The precise approach taken will depend on whether a step-change in performance has been noted, newly-installed equipment is not being cooled as expected, a non-resilient response to a computer room air conditioning (CRAC) unit or chiller unit failure has occurred, or there is a gradual fall in performance. Perhaps the operator wishes to take a proactive approach to performance and efficiency levels.

BSRIA’s BG 5/2003 Cooling Solutions for IT provides more guidance, but the three golden rules of thumb are:

  • Think of warm air as a pollutant
  • Don’t cut holes in the floor
  • Don’t over- promise or over-demand.

Assistance may be required to test prototype cabinet systems, perform validation by testing mock-ups, of for on-site trouble-shooting services.

[edit] Validating performance

Q. How can I validate performance at commissioning?

The performance of a data centre depends on supplying the correct cooling to all the installed equipment. A range of acceptable conditions for the cooling supply will be set for the commissioning tests to keep the equipment running efficiently without interruption. Supply conditions need to be measured to establish if they are correct (particularly temperature and humidity), and validated for all foreseeable eventualities, such as failure modes, at full and part-load operation.

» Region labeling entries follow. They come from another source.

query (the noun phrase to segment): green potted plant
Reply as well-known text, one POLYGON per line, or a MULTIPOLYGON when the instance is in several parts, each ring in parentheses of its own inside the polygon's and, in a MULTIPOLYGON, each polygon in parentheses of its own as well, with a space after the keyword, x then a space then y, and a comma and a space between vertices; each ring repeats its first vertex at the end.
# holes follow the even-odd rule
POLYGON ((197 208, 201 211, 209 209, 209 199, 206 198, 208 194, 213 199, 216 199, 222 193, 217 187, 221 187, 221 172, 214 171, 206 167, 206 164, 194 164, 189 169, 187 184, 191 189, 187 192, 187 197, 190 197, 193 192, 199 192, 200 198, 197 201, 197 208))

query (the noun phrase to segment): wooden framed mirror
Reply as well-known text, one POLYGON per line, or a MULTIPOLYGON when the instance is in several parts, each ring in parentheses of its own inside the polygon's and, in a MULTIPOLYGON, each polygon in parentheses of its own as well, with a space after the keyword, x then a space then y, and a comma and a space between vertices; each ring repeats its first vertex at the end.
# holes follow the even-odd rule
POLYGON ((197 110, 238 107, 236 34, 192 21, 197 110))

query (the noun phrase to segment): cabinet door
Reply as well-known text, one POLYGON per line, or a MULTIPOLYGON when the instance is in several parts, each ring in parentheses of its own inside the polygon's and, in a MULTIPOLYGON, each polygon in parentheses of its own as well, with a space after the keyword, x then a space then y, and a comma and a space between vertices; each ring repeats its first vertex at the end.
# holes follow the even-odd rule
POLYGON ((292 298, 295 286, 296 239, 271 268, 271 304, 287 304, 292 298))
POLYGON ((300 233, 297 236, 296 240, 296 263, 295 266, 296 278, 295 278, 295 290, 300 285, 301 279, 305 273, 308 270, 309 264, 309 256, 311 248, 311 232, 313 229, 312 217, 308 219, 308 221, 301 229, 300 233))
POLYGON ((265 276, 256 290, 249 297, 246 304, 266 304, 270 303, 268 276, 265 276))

A versatile testing system is needed to validate the large range of layouts of data centres and the different types of installed cabinets used. An independent validation check of the building management system (BMS) and associated control and monitoring strategy allows the operator to go into the operational phase with greater confidence.

[edit] Key temperatures

Q. How and where can you measure the key temperatures in a data centre?

Maintaining an environment appropriate for the IT equipment, coupled with an uninterruptible power supply within a secure space, are the primary purposes of a data centre. Whether for monitoring for compliance or control purposes, temperature measurements must be appropriate, accurate and averaged. Temperatures can vary widely depending on where readings are taken. This is important to know, as taking temperature readings in the wrong spot can lead down the wrong path, resulting in wasted time and money and potential damage to business-critical equipment.